Tarihte, toprak bütünlüğünü ve ulusal birliğini kurmuş bir devletin kendi isteğiyle federasyonlara bölündüğünün bir tek örneği yoktur (Özdemir İnce, Hürriyet Gazetesi). Eyaletlerle yönetilen devletler ise bünyesindeki devletçiklerin birleşmesiyle kurulmuşlardır. Yugoslavya örneğinde görüldüğü gibi sonradan federasyona geçiş, iç çatışmalar sonucunda olmuş ve devlet yapısı birden çok parçalara bölünmüştür.
Tek millet olmamıza rağmen, uzun zamandan beri milletimizin arasına nifak tohumları ekilmektedir. Bir olmak, iri olmak, diri olmak yerine ayrılık hesapları yapılmaktadır. Ülkemiz yönetim şeklinin eyalet sistemine geçişi en olmadık ağızlarca ifade edilerek, üniter yapı lağvedilerek federatif yapıya geçiş gündemin merkezine oturtulmuştur. Ne oldu da bir olmanın yolları, güçlü olmanın, sosyal devlete ulaşmanın yolları milletten gizlenerek, ayrılmanın, parçalanmanın şekli olan eyalet ve federasyon propaganda edilmektedir.
Gazeteci Sedat Sertoğluna dönemin Başbakanı Abdullah Gül, (13 Temmuz 2003 Pazar günkü köşe yazısında) şunları söylüyordu.
"Ben bu gezileri yapmadan önce, şimdi senin oturduğun koltukta ABD Dışişleri Bakanı Powell oturuyordu. Onunla iki sayfalık, dokuz maddelik bir plan üzerinde anlaştık
Devamında anlaşılan maddeler tek tek sayılıyordu. İşte bu maddelerden bir tanesi Türkiye dört yıl içinde uygulanacak bir planla, üniter yapısını devrederek federasyona geçecek. Bu anlamda "kamu reformu yasası" çıkarılacak. maddesiydi.
Hükümet mecliste kabul edilmesine rağmen kamu reformu yasasını köşkten geçirememişti.
O halde köşke de sahip olunması gerekiyordu.
Köşk seçiminin yaklaştığı günümüzde, kamuoyunun da ikna edilmesi de gerekiyordu.

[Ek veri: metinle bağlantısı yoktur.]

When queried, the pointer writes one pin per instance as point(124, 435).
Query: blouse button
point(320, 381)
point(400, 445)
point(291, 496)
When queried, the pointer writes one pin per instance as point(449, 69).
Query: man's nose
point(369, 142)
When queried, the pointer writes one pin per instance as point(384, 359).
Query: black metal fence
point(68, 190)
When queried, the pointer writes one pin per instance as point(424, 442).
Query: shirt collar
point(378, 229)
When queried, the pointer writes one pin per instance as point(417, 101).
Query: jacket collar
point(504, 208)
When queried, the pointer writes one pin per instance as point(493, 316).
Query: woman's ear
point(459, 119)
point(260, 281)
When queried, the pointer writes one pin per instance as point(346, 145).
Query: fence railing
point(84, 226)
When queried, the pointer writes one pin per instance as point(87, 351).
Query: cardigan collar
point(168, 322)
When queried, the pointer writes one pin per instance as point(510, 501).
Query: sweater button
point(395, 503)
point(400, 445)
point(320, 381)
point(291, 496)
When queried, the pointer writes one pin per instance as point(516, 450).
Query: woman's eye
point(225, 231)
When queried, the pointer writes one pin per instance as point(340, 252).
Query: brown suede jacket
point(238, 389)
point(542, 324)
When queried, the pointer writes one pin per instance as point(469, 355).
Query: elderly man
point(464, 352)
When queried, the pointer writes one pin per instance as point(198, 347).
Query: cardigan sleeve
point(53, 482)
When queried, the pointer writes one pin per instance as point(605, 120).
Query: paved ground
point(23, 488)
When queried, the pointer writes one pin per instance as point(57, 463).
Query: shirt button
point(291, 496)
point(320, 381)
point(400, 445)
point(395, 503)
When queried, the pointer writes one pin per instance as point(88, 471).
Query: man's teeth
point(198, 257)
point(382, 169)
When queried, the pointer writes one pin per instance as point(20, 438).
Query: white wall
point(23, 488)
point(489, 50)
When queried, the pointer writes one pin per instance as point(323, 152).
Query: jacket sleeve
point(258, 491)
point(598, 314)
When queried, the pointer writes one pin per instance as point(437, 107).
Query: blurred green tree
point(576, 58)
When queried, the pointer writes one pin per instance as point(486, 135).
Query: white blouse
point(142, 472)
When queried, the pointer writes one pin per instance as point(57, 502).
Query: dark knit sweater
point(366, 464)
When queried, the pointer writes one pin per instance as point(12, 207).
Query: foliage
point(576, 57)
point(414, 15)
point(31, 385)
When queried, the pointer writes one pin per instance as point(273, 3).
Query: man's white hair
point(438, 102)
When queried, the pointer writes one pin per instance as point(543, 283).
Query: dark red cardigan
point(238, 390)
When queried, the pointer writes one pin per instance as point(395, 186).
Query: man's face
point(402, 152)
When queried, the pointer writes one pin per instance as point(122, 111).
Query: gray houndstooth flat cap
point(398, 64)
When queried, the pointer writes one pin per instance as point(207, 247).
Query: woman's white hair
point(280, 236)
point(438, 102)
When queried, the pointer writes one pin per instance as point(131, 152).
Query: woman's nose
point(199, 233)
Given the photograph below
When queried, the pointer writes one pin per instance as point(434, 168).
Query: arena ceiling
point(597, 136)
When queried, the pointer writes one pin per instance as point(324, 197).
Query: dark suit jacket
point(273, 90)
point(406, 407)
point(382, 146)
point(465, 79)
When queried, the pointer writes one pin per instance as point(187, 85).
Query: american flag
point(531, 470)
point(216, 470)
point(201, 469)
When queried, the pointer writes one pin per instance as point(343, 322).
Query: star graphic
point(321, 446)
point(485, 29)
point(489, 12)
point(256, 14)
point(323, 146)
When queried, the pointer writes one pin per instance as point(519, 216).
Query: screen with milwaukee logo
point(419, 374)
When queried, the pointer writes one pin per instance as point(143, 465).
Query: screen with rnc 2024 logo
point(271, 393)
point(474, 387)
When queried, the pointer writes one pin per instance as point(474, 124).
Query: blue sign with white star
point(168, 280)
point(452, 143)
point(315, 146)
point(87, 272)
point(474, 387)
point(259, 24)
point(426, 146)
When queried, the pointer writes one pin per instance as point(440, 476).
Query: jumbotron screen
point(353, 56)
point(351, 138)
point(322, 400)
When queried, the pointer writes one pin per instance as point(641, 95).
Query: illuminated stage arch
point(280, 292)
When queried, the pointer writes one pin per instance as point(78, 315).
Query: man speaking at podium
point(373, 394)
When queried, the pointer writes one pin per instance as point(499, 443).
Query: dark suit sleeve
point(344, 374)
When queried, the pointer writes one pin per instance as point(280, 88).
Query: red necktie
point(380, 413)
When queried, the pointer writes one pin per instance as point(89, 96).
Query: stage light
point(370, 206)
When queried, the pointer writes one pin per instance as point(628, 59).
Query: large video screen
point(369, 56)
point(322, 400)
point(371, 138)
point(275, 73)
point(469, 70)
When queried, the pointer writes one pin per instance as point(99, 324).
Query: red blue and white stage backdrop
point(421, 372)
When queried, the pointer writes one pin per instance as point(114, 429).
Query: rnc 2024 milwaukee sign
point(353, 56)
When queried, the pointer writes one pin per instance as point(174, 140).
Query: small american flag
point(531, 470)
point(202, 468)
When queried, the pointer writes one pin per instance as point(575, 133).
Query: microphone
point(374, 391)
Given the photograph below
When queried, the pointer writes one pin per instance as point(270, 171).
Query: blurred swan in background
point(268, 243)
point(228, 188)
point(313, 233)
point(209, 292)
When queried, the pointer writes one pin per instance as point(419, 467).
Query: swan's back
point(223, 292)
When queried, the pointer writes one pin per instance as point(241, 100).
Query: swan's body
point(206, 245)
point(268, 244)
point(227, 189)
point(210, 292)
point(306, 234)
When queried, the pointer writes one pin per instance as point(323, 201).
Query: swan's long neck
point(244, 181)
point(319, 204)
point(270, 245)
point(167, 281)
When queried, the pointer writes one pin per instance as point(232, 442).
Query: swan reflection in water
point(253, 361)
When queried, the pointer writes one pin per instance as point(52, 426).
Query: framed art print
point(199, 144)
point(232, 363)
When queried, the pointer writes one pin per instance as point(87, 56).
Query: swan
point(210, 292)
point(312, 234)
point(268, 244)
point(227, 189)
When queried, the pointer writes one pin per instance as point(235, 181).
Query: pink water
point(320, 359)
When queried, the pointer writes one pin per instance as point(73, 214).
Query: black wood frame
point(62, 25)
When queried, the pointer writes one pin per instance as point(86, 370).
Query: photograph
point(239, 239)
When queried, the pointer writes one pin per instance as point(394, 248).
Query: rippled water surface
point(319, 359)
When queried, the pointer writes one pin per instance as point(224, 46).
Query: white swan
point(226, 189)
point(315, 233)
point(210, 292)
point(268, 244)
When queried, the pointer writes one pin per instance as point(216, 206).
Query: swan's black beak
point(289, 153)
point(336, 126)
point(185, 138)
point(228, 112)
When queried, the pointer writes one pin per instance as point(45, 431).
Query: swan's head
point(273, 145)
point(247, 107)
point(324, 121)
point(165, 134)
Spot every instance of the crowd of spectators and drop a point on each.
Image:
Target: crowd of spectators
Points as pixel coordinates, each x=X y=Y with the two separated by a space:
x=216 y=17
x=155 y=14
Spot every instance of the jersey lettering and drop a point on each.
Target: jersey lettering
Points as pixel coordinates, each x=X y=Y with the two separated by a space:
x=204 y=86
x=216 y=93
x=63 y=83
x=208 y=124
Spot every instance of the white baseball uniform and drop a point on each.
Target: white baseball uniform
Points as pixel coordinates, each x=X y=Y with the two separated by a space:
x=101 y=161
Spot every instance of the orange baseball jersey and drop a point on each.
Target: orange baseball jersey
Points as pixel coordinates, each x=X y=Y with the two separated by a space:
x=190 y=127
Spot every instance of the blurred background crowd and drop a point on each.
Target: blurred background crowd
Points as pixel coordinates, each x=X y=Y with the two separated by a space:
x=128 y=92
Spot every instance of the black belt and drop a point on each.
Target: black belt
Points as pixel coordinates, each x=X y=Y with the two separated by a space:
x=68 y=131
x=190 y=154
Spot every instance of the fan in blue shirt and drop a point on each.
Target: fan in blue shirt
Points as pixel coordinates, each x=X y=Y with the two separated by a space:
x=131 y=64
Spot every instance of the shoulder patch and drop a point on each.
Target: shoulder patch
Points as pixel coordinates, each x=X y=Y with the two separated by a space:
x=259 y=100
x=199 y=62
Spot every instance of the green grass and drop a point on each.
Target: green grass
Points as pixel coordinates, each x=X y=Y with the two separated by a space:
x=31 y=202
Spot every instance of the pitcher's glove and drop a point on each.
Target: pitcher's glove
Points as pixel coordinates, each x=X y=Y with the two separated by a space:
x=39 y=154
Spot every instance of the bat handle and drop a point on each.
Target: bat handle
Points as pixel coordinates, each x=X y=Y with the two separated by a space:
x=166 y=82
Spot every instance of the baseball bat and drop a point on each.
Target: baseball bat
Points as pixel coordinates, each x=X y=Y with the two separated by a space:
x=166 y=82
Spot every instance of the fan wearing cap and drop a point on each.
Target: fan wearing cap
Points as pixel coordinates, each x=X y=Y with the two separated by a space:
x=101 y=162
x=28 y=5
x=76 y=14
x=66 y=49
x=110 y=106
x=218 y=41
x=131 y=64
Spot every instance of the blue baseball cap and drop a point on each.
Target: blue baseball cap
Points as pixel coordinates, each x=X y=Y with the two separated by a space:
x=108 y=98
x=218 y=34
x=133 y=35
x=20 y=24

Öyle ya cumhurbaşkanı seçimlerinden sonra genel seçimler geliyordu. Halkın uyanmaması gerekiyordu. Halkın uyanması hesapların zora girmesine yol açardı.
İşte son günlerde en olmadık ağızlar tarafından açılan eyalet tartışmalarının, federasyon gündeminin esas sebebi ABDye verilen sözdür.
Türkiye her yanından kıskaca alınmış vaziyette. İçten ve dıştan sürekli sıkıştırılıp canı çıkartılıyor. İç politikada ki gelişmeler, dış politikada yaşananlar, ekonomik vaziyet, terör, eğitim, azınlıklara verilen tavizler ve diğerleri hepsi birbiriyle yakın ilişki içinde. Küçük kareler bir araya getirildiği zaman birbirini tamamladığı görülüyor. Vaziyet: Türkiye işgal altında. Evet, şimdilik şiddetli rüzgârlar yok, kasırga da yok, etrafı sel almamış, binalar da yerinde. Fakat yaşanan basık ve can sıkıcı hava, tufan öncesi sessizliğidir.
İşin garip yanı, dost düşman birbirine karıştırılmış. Öncelikle durum tespiti yapılması gerekiyor, daha sonra hareket planı. Yakın tarih de dâhil olmak üzere devletler tarihine baktığımızda devletimiz ve topraklarımız üzerinde kimlerin hesabı olduğu açıkça ortadadır; milli birliğimizi bozmak isteyenlerin gayretleri de. Bu güçlerin içimizdeki temsilcileri de bellidir. Kritik günler geçirdiğimiz şu zaman diliminde insanları, grupları iyi tanımak gerekir. Kiminle beraber olacaksınız, kime karşı mücadele vereceksiniz, işte bunu belirlemek için gelişmeleri iyi okumak gerekir. Artık beyaz ve siyah var, griler ortadan kayboluyor. O halde her seviyede ve kademede gri olmayı terk etmek gerekir.